Unlike traditional data warehouses that manage their own internal storage invisibly, a Data Lakehouse gives you full control over your data in object storage. With this control comes the responsibility of routine table maintenance. In Apache Iceberg, every write, update, or delete operation creates a new snapshot and new metadata files. Without maintenance, tables will suffer from metadata bloat and degraded query performance.
A healthy Iceberg maintenance lifecycle follows three specific operations, executed in this strict order:
1. Expire Snapshots
Because Iceberg retains historical data to enable "Time Travel" queries, it never overwrites old data by default.
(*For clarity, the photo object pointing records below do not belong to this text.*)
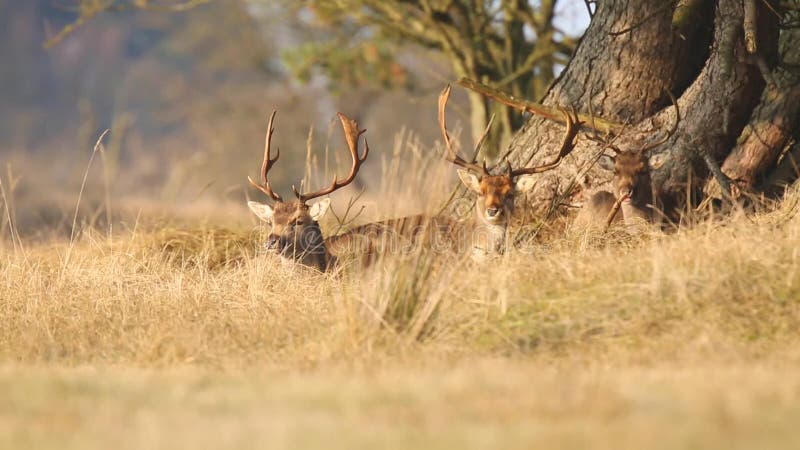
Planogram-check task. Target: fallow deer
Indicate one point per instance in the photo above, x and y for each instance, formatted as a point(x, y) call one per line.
point(496, 193)
point(295, 233)
point(633, 191)
point(632, 186)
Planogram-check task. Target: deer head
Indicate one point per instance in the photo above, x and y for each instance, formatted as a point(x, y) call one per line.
point(496, 193)
point(631, 174)
point(295, 232)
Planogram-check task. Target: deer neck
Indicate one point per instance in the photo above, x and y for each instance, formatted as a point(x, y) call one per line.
point(312, 251)
point(489, 238)
point(632, 213)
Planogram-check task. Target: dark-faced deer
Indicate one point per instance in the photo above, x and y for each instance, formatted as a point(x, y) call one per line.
point(295, 233)
point(496, 193)
point(632, 187)
point(632, 190)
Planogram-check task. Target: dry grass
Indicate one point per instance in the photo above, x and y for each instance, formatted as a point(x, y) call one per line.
point(187, 338)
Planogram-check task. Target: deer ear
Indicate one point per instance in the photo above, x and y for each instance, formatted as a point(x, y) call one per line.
point(606, 162)
point(524, 183)
point(470, 180)
point(318, 209)
point(656, 161)
point(262, 211)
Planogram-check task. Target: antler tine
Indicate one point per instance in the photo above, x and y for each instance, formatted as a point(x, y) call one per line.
point(351, 135)
point(452, 155)
point(671, 131)
point(567, 144)
point(268, 163)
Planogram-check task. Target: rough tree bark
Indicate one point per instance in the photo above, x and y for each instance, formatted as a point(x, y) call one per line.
point(629, 58)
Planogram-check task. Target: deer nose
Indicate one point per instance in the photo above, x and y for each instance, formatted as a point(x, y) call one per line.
point(272, 242)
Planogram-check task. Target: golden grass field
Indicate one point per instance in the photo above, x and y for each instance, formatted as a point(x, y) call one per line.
point(185, 338)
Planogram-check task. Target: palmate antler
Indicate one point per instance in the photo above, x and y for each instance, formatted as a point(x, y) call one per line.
point(452, 155)
point(268, 163)
point(567, 145)
point(351, 135)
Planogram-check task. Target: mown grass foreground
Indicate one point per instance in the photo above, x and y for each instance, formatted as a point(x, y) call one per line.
point(190, 339)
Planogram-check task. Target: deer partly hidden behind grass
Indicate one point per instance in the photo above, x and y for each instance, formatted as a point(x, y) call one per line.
point(496, 193)
point(295, 233)
point(632, 186)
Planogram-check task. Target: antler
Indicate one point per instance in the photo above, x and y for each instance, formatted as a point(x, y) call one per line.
point(567, 144)
point(452, 155)
point(267, 163)
point(351, 134)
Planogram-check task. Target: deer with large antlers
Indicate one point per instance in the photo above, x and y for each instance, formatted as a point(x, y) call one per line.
point(295, 233)
point(496, 193)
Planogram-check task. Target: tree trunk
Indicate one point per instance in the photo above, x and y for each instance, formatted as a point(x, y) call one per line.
point(630, 57)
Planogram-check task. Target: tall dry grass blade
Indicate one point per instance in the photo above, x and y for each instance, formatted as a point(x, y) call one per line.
point(6, 205)
point(96, 149)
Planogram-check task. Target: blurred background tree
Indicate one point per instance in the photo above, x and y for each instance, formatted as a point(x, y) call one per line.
point(513, 45)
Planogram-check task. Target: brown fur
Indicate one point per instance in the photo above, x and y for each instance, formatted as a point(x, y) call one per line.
point(632, 179)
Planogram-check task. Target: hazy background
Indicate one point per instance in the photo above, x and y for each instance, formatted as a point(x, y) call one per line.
point(186, 96)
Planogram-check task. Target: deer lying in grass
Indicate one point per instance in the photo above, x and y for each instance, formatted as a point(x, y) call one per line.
point(296, 235)
point(496, 193)
point(632, 186)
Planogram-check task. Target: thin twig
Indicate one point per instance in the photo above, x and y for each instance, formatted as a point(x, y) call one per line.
point(597, 123)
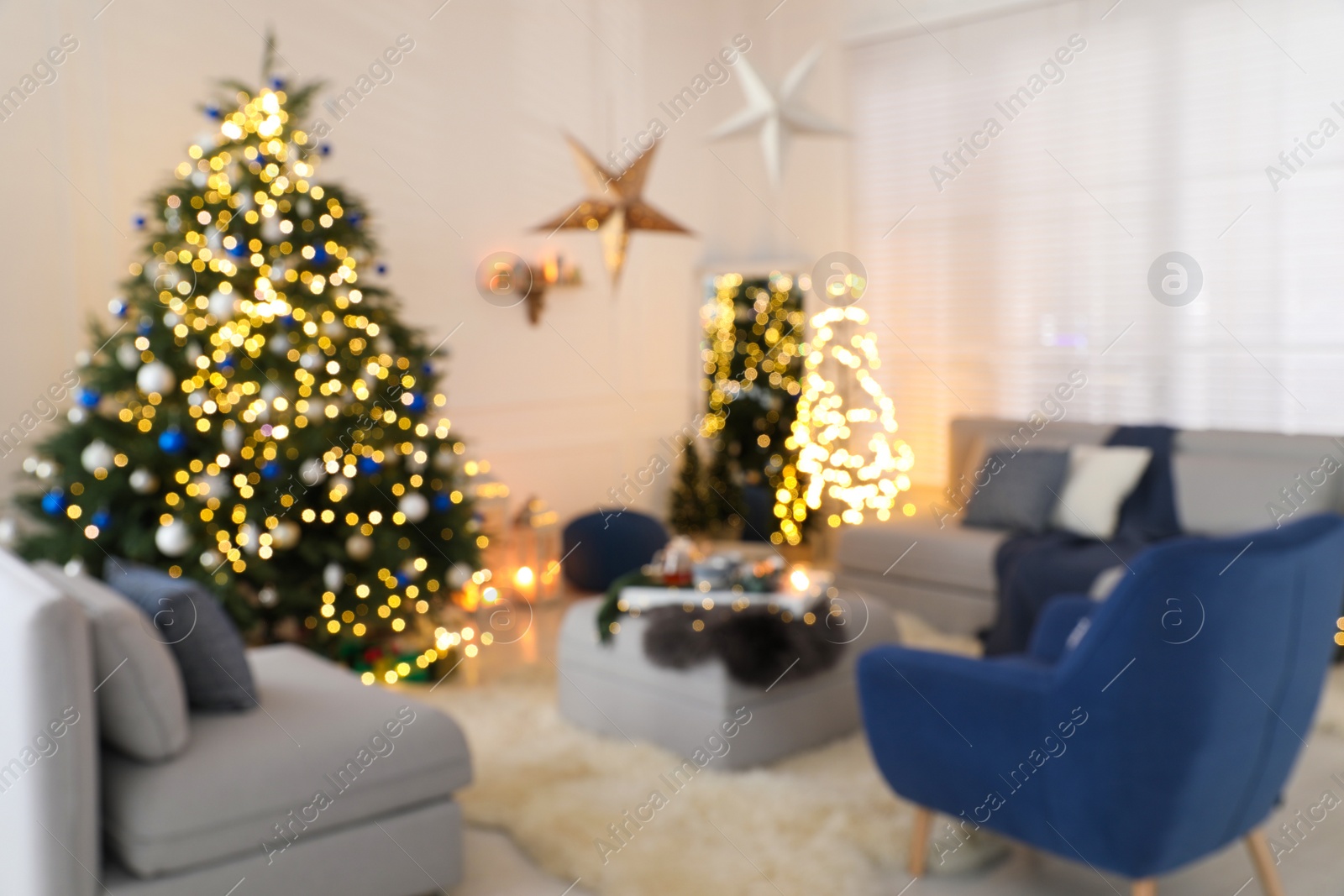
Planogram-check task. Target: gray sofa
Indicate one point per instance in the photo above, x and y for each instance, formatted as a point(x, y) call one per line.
point(78, 819)
point(1225, 483)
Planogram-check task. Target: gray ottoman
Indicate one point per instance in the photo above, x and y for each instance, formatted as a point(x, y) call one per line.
point(613, 689)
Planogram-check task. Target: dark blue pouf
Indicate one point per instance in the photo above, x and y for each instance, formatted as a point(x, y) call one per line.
point(602, 547)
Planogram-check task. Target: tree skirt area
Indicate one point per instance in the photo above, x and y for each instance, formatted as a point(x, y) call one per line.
point(817, 822)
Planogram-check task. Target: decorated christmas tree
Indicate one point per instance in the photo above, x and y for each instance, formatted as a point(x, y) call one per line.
point(690, 511)
point(257, 417)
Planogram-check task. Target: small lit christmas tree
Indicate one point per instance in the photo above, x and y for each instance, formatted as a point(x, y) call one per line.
point(260, 419)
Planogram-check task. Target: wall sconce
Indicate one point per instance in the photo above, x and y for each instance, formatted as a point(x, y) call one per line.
point(506, 280)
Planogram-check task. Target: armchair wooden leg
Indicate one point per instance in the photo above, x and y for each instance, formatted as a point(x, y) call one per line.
point(920, 840)
point(1263, 862)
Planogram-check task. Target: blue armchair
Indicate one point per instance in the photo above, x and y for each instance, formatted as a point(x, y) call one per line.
point(1164, 734)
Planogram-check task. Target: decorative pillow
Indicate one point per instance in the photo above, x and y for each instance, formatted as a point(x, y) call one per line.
point(1021, 490)
point(1100, 479)
point(195, 627)
point(141, 699)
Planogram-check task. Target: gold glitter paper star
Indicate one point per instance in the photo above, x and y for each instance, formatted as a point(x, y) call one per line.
point(613, 207)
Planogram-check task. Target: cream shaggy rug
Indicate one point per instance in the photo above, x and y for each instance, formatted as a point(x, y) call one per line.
point(819, 822)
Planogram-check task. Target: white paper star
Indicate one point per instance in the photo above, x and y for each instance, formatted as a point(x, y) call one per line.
point(780, 114)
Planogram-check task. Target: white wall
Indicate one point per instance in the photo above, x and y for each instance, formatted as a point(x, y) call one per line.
point(474, 120)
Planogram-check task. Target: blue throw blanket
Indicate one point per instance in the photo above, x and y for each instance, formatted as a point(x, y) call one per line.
point(1034, 569)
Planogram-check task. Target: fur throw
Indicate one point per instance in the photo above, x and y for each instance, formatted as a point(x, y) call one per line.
point(756, 644)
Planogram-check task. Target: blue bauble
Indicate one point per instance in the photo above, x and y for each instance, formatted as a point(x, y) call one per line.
point(54, 503)
point(172, 441)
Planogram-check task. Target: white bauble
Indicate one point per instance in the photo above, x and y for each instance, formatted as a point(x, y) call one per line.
point(459, 575)
point(414, 506)
point(174, 539)
point(360, 547)
point(286, 535)
point(233, 438)
point(248, 537)
point(97, 454)
point(144, 481)
point(412, 464)
point(312, 472)
point(212, 486)
point(155, 376)
point(222, 305)
point(128, 356)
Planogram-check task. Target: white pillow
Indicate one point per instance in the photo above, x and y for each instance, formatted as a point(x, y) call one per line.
point(141, 696)
point(1100, 479)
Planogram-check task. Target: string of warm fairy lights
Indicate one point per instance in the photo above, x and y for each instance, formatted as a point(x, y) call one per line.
point(860, 481)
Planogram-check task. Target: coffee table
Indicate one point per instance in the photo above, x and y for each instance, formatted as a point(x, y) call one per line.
point(613, 689)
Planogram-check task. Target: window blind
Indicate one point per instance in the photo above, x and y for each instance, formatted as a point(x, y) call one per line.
point(999, 262)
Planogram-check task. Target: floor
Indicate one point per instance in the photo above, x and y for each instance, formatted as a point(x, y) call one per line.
point(495, 867)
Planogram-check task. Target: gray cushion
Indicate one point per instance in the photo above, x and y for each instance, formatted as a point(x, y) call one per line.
point(322, 732)
point(141, 699)
point(952, 557)
point(1021, 492)
point(1223, 495)
point(201, 634)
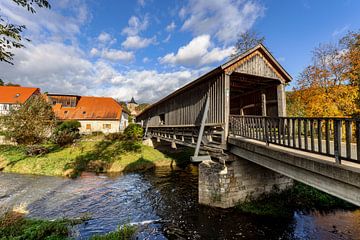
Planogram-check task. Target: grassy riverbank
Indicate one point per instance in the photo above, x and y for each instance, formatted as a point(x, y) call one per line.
point(91, 153)
point(14, 226)
point(299, 197)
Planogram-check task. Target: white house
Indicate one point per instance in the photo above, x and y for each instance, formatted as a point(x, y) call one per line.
point(11, 96)
point(95, 114)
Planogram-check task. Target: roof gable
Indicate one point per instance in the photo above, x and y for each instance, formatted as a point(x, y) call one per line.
point(16, 95)
point(257, 61)
point(90, 108)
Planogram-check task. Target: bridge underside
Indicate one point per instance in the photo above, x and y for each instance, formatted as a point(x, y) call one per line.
point(324, 174)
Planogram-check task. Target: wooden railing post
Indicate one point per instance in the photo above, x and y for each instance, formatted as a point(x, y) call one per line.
point(337, 140)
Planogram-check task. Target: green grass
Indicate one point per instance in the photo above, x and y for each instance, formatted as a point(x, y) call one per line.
point(92, 154)
point(299, 197)
point(14, 226)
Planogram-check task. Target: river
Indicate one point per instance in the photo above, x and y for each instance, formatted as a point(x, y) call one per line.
point(163, 203)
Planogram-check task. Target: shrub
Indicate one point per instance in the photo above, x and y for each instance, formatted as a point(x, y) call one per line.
point(134, 132)
point(35, 150)
point(66, 132)
point(69, 125)
point(30, 122)
point(115, 136)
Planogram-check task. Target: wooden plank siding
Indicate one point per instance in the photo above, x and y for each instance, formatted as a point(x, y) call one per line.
point(186, 108)
point(234, 87)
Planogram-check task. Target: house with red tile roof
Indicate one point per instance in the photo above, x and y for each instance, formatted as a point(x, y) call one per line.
point(11, 96)
point(95, 114)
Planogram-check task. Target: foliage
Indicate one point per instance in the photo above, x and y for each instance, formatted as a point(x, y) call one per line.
point(31, 122)
point(14, 225)
point(118, 136)
point(246, 41)
point(95, 155)
point(299, 197)
point(66, 132)
point(134, 132)
point(141, 107)
point(124, 105)
point(35, 150)
point(122, 233)
point(10, 34)
point(328, 87)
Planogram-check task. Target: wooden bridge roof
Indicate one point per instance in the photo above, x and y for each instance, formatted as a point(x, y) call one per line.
point(230, 66)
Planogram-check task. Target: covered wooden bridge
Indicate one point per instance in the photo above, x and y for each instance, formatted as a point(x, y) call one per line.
point(237, 113)
point(250, 84)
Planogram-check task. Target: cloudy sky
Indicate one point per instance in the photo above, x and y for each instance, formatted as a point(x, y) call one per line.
point(149, 48)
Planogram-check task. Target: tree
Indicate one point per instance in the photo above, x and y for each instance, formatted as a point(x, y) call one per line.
point(30, 122)
point(351, 41)
point(328, 86)
point(246, 41)
point(11, 34)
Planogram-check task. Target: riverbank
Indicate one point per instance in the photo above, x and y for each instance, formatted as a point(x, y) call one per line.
point(14, 225)
point(299, 197)
point(91, 153)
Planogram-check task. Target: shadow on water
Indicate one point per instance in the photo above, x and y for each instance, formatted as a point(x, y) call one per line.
point(165, 204)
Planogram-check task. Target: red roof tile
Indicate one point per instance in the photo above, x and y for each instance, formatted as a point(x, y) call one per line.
point(12, 95)
point(90, 108)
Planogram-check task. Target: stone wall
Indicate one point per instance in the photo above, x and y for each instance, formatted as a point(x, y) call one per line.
point(240, 180)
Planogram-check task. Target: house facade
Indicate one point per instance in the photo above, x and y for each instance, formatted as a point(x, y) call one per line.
point(95, 114)
point(12, 96)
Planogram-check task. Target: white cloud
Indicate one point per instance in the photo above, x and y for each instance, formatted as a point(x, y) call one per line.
point(113, 54)
point(197, 52)
point(167, 39)
point(58, 68)
point(224, 19)
point(136, 42)
point(142, 2)
point(136, 25)
point(48, 23)
point(105, 37)
point(171, 27)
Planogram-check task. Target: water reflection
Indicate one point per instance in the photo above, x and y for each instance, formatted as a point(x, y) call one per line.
point(164, 203)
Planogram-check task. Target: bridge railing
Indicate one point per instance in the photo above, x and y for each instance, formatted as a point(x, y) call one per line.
point(335, 137)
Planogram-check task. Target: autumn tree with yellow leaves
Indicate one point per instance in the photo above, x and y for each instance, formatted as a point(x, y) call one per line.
point(329, 87)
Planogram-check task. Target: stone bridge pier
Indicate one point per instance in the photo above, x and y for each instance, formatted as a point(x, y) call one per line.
point(239, 180)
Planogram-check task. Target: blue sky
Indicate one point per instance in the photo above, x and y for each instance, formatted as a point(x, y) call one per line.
point(149, 48)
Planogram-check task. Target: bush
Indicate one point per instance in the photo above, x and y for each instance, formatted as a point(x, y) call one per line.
point(115, 136)
point(35, 150)
point(66, 132)
point(30, 123)
point(134, 132)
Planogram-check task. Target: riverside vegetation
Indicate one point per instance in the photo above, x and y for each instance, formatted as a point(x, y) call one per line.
point(97, 153)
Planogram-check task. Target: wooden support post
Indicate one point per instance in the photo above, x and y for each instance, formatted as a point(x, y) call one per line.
point(263, 104)
point(202, 127)
point(281, 99)
point(226, 109)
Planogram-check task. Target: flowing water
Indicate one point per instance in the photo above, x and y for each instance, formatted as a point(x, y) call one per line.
point(163, 203)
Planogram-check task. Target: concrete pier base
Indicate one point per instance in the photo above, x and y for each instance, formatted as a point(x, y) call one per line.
point(225, 186)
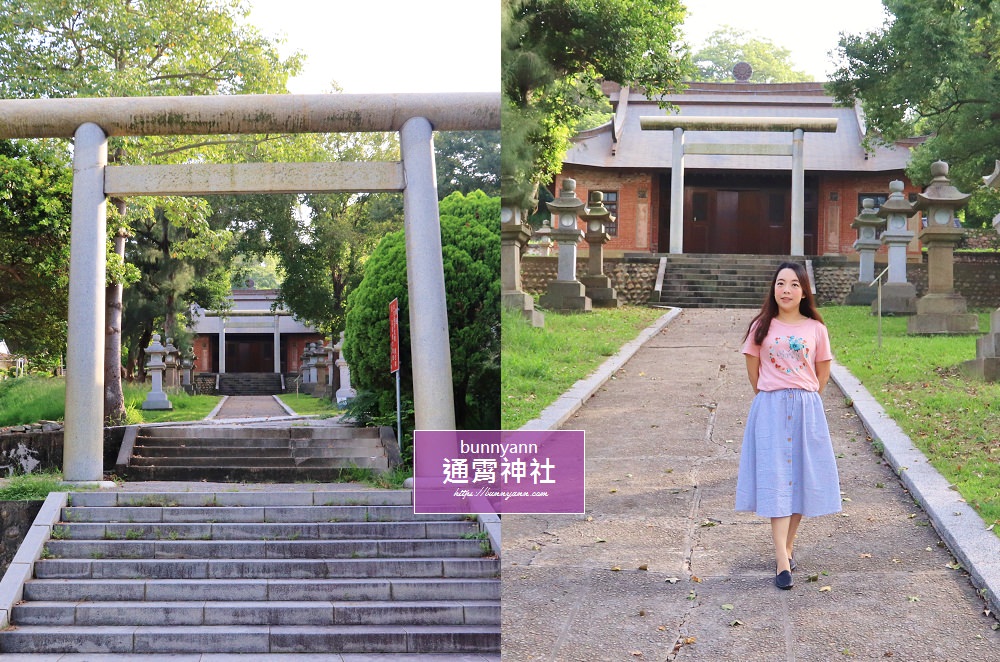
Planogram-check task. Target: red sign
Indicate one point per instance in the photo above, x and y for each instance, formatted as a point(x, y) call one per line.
point(394, 336)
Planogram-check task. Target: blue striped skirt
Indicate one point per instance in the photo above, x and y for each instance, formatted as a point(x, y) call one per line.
point(786, 463)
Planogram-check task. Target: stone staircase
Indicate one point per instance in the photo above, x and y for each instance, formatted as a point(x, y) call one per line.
point(718, 281)
point(249, 453)
point(250, 383)
point(263, 572)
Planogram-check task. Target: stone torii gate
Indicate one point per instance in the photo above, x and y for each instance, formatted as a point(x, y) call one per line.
point(92, 120)
point(796, 125)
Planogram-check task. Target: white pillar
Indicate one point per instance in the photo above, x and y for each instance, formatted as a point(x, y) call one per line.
point(277, 344)
point(433, 400)
point(798, 194)
point(83, 451)
point(677, 194)
point(222, 345)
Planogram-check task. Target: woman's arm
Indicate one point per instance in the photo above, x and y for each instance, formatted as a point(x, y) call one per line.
point(753, 371)
point(823, 373)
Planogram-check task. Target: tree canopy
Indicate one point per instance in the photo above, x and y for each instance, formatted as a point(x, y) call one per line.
point(930, 70)
point(554, 53)
point(727, 46)
point(35, 195)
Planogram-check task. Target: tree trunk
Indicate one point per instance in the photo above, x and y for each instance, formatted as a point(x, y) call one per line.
point(114, 398)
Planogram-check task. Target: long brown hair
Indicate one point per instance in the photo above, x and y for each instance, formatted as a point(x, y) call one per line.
point(769, 310)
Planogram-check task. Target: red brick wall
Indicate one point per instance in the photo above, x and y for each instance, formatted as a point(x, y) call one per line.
point(637, 201)
point(638, 226)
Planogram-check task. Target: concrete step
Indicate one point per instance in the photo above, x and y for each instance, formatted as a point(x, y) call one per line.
point(261, 549)
point(249, 513)
point(356, 498)
point(252, 639)
point(256, 531)
point(266, 573)
point(472, 580)
point(260, 612)
point(224, 474)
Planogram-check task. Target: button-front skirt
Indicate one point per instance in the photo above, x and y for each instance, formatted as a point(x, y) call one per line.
point(786, 463)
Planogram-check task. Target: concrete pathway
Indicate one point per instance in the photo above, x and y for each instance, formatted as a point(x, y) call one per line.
point(250, 406)
point(661, 568)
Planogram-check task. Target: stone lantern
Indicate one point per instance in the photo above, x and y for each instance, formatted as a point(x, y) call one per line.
point(345, 393)
point(941, 310)
point(898, 295)
point(156, 398)
point(170, 364)
point(598, 285)
point(867, 223)
point(566, 293)
point(514, 234)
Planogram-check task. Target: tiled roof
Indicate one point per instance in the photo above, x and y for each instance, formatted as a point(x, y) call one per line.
point(642, 149)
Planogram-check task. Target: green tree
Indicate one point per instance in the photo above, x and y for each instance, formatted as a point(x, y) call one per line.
point(470, 235)
point(64, 48)
point(554, 53)
point(727, 46)
point(35, 196)
point(931, 70)
point(467, 161)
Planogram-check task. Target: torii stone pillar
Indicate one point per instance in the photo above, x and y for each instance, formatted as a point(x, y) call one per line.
point(797, 126)
point(91, 120)
point(598, 285)
point(866, 223)
point(566, 293)
point(986, 365)
point(83, 452)
point(941, 310)
point(898, 296)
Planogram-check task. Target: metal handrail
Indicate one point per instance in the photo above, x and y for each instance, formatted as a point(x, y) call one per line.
point(878, 279)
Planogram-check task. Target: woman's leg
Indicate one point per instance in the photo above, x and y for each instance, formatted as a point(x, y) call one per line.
point(779, 534)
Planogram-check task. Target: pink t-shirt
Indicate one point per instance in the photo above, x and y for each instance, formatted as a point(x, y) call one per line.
point(789, 354)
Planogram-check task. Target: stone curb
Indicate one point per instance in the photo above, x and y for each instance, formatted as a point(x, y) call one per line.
point(22, 567)
point(569, 402)
point(961, 527)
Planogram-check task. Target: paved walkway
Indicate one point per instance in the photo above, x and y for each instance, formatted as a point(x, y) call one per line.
point(250, 406)
point(661, 567)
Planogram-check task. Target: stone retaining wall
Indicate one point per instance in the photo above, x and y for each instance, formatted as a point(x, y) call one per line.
point(15, 520)
point(634, 281)
point(29, 448)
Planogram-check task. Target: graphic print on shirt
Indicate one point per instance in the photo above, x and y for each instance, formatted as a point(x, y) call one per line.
point(791, 357)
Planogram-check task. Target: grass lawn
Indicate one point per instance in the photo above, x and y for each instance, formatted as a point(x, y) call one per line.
point(538, 365)
point(306, 405)
point(29, 399)
point(953, 419)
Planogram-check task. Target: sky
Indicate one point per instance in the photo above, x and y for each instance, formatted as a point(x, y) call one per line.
point(808, 29)
point(454, 45)
point(387, 45)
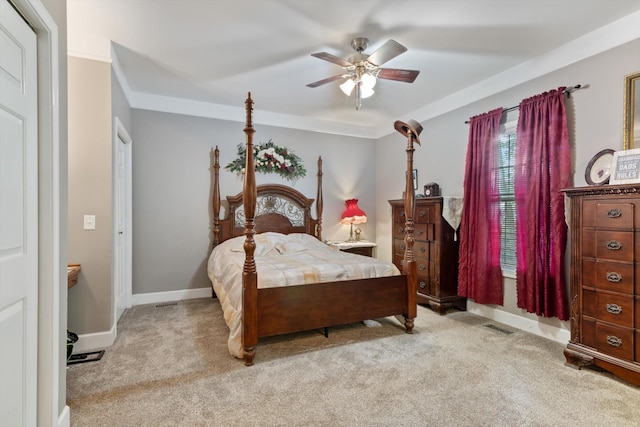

Over months of ingestion, a table might accumulate thousands of snapshots, causing the metadata files to become massive and slowing down query planning.
The Expire Snapshots operation tells the catalog to permanently drop snapshot metadata older than a specific date (e.g., older than 7 days) while retaining the current active state. Crucially, this operation also identifies which underlying Parquet data files are no longer needed by any of the surviving snapshots, marking them for physical deletion.
2. Remove Orphan Files
Distributed computing environments are prone to failure. If a Spark job crashes halfway through writing a new batch of data, those Parquet files might be left sitting in your S3 bucket without ever being successfully committed to the Iceberg catalog. These are called "orphan files."
The Remove Orphan Files operation scans the physical storage directory, compares the files against the active Iceberg metadata, and permanently deletes any unregistered files. Warning: You should always use a safety buffer (like deleting files older than 3 days) to ensure you don't accidentally delete files that are actively being written by a slow, currently running ingestion job.
3. Rewrite Data Files (Compaction)
Streaming ingestion or frequent small updates will result in thousands of tiny Parquet files (the "Small File Problem"). Query engines struggle with small files because the network I/O overhead of opening them outweighs the time spent reading the actual data.
The Rewrite Data Files operation (commonly known as Compaction) reads these fragmented small files and rewrites them into fewer, optimally sized larger files (typically 128MB to 512MB). This process is completely safe and non-blocking for readers. During compaction, you can also apply optimization strategies like Z-Ordering or sorting to drastically improve future data-skipping performance.
Automation
In modern Agentic Lakehouse architectures, these three maintenance tasks are rarely executed manually. Platforms like Databricks, Snowflake, and specialized catalogs like Tabular/Polaris provide managed services that automatically trigger these procedures in the background based on predefined table policies.